After the disastrous failure of his last fiction feature, a 2002 Audrey Tatou comedy regrettably titled “Nowhere to Go But Up” (and later unfortunately retitled “Happy End”), Kollek found that producers and money men were not returning his telephone calls. His father, former mayor of Jerusalem Teddy Kollek, was in his 90s, and his vigor and health were flagging. His mother was in her 90s, too.

“It was a depressing time,” says Kollek, now 64. “You find yourself looking around and asking, ‘What is there to life?’ You look to the future and think, ‘It’s downhill from here.’”

Although he has published four novels (and signed a contract for a new one last week), Kollek didn’t have a book idea in him at the time. So he picked up a mini-DV camera and began shooting his life in New York and Jerusalem, not knowing what else to do.

“At a certain point, maybe it was one of the times I was with my father, I thought, ‘I can see where this can be a movie,’” Kollek recalls.

Then he met Robin Remias.

Remias bears an uncanny resemblance to the central characters of several of Kollek’s darker films. She’s a prostitute and a drug addict, a strangely bubbly figure despite her circumstances, and she shifts the focus of “Chronicling a Crisis” abruptly from Kollek’s rut to a more dramatic and surprisingly compelling narrative line.

What is it about hookers that keeps drawing Kollek’s attention?

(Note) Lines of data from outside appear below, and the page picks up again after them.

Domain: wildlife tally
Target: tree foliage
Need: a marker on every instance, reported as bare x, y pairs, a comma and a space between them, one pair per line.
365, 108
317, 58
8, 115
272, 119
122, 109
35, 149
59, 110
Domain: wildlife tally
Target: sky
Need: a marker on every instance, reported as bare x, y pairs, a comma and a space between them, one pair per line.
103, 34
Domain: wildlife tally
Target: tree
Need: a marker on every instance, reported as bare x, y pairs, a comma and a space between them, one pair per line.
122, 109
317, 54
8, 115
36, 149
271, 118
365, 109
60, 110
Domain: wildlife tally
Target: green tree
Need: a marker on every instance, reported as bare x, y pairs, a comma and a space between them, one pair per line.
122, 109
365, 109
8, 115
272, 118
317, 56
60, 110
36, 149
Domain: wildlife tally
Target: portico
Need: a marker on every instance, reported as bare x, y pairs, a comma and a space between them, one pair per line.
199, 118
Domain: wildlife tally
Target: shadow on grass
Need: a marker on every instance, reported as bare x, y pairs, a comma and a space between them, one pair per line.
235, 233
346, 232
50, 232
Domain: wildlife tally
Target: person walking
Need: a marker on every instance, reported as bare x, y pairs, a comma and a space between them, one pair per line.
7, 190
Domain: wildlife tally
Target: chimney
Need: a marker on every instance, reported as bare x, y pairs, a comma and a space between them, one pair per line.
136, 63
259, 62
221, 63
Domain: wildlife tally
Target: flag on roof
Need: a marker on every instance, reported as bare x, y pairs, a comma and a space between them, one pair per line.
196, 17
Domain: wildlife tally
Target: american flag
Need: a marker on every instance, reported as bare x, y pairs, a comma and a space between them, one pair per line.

His answer is at once wry and yet earnest.

“I met a lot of politicians when I was growing up,” he says. “And I realized they’re all hypocrites. They never live up to anything they promise. I’ve found that most people, especially prostitutes, including Robin, were nicer, and they didn’t have this duplicity.”

Warming to his subject, he continues, “A lot of prostitutes are uninteresting and nasty, but some are really likeable like Robin, and she’s very intelligent. They live a parallel life; they don’t live by any rules. It’s a weird kind of freedom.”

He pauses for a moment, brushing at some crumbs on the lapel of his jacket, then then, suddenly somber, adds, “I don’t envy it; it’s a terrible life.”

Yet Robin seems remarkably comfortable with her life, and, at least as we see her in the film, she appears to be less manipulative than most junkies. We even see her briefly stop using drugs, but by the time the film ends, she is shooting heroin again.

“My feeling is, it’s so damned hard,” Kollek says, shaking his head wearily. “All the people she knows are either users or dealers. It’s hard to get out of that circle. Even her boyfriend [who takes her to meet his family in Italy in one of the film’s more unusual sequences] is sort of a half-time drug user.”

By the time he had finished shooting nearly seven years of footage, Kollek and his wife and two daughters had moved back to Israel, his father had died at 95 and he had managed to get the financing for a new film with Moshe Ivgy.

“I had 140 hours of footage,” he says flatly. “I had to get to the editing or it would never be finished.”

Many viewers compare Kollek’s fiction films to the work of John Cassavetes, seeing what they think is the same loosely improvised quality.

Kollek is baffled by the comparison: “All my movies are scripted, and they are performed as written, unless an actor has a problem with the way I wrote a line in English. Then I’ll defer to them [since] I’m not a native speaker. But other than that, what you see on the screen is what I wrote.”

Now he faced the task of creating a narrative from 140 hours of film that truly were the product of happenstance.

“At some point, the film became more ‘scripted’ than you think,” he confesses. “I started thinking about elements that I thought were missing and I started shooting very specific things. When Robin went to Italy, I thought I couldn’t go wrong there, so when she asked me, I came and shot.”

Things have picked up for Kollek. He made “Restless” with Ivgy and has just finished a new film. He has the contract for a new novel and is happy to be back in Jerusalem. But “Chronicling a Crisis” is still around, an elaborate souvenir of an unhappier time, made available for anyone to see.